Iolanthe aimed her rifle at them. “You have no permission to come inside!”

“Put away that primitive weapon of yours, if you do not wish your balloon burned to a cinder,” the leader of the wyvern riders said coldly.

The two Atlanteans inside the now-crowded gondola examined the burner, the ballasts, the additional containers of fuel, which had all been part and parcel of Baron Wintervale's commission. They also looked at the trunk of clothes, the tins of biscuits and potted meat, and the cooking and eating implements—Iolanthe had raided the kitchen, the pantry, and the laundry department at Windsor Castle, as well as borrowing a few rifles that belonged to the queen.

One of the Atlanteans nudged Master Haywood with a boot.

“What happened? Who are these ruffians disarranging our things? Where are my glasses? Let me put them on. Dear God in heaven, there is a—”

Master Haywood wilted again, his face conveniently pressed into the side of the gondola.

“Oh, for Christ's sake,” shouted Iolanthe. “Look what you have done to the poor man. I can't operate this apparatus all by myself from here to England—it needs attention round the clock. Careful that you don't do anything rash with the fuel—it's highly combustible. And don't even think about throwing out one of the ballasts—it will make my balloon jump up right into the talons of your dragons overhead!”

How closely were the Atlanteans going to search everything? She wasn't worried about her watch. But their emergency bags, which she'd secured to the top of the balloon's inside envelope, would give them away immediately.

She summoned just enough air to jostle the gondola. The Atlanteans stumbled. She grabbed on to the side of the gondola too.
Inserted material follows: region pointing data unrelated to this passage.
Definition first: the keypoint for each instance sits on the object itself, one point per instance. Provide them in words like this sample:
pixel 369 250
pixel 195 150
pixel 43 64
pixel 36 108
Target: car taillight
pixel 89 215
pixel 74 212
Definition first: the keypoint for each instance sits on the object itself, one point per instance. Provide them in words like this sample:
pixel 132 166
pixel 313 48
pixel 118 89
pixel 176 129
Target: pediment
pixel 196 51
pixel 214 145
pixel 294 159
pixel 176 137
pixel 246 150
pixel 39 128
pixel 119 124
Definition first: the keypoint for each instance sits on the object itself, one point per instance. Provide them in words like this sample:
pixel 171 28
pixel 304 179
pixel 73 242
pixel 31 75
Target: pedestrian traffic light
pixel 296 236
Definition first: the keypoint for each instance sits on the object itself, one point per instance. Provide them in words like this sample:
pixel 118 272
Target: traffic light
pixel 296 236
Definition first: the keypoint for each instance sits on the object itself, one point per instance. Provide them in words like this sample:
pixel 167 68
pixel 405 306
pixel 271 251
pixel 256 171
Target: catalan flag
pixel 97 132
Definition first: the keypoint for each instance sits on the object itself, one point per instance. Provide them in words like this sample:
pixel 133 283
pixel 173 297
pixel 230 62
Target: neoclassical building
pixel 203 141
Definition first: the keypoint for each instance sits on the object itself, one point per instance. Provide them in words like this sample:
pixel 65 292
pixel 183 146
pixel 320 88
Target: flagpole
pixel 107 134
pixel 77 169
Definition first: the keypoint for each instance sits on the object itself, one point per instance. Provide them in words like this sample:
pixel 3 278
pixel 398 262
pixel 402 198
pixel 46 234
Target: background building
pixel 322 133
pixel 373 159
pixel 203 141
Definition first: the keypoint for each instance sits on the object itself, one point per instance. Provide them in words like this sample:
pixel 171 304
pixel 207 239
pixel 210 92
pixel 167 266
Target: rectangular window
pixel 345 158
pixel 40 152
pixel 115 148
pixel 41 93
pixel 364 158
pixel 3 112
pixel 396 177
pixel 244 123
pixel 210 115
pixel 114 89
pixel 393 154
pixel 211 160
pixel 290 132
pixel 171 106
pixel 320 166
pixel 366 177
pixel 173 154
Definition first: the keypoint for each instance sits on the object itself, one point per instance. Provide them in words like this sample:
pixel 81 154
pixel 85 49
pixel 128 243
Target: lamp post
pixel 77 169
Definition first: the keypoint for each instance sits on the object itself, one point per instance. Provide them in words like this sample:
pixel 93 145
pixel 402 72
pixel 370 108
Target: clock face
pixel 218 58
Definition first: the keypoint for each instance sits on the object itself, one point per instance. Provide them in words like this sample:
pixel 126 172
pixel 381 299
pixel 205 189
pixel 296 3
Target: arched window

“Careful! Over the open ocean it's full of rogue air currents.”

“What is this?” asked an Atlantean, pointing at the typing ball, which she had decided was worth the effort to drag along.

“Don't you know anything? It's a typewriter. Up so high fountain pens leak, so we use a typewriter for our daily logs.”

But she had not thought to create a logbook ahead of time. What if they were to ask to see it?

She had better go on the offensive. “Anyway, who are you people? Those dragons of yours, mind if I snap a photograph of them? This is going to take the scientific world by storm—it'll make the Loch Ness Monster about as interesting as a lizard in a tub. My God, I could sell the negative to the
Times
! Where is my camera?”

She had also swiped one of those from the castle. The Atlantean nearest her yanked the apparatus from her hand.

“Hey, hey! You can't just toss my camera overboard.”

The Atlanteans returned to their mounts and left without another word, while she screamed after them, “Where are you going? Come back here. You must compensate me for the destruction of my camera. That cost me twenty-five American dollars to buy when I was in New York City last!”

The flapping of dragon wings grew more distant. She kept on shouting for some time. Presently Master Haywood got up and came to stand next to her, staring at the retreating backs of the wyvern riders—to do anything else would be out of character for nonmages who'd been brought up on the idea that dragons were strictly fictional.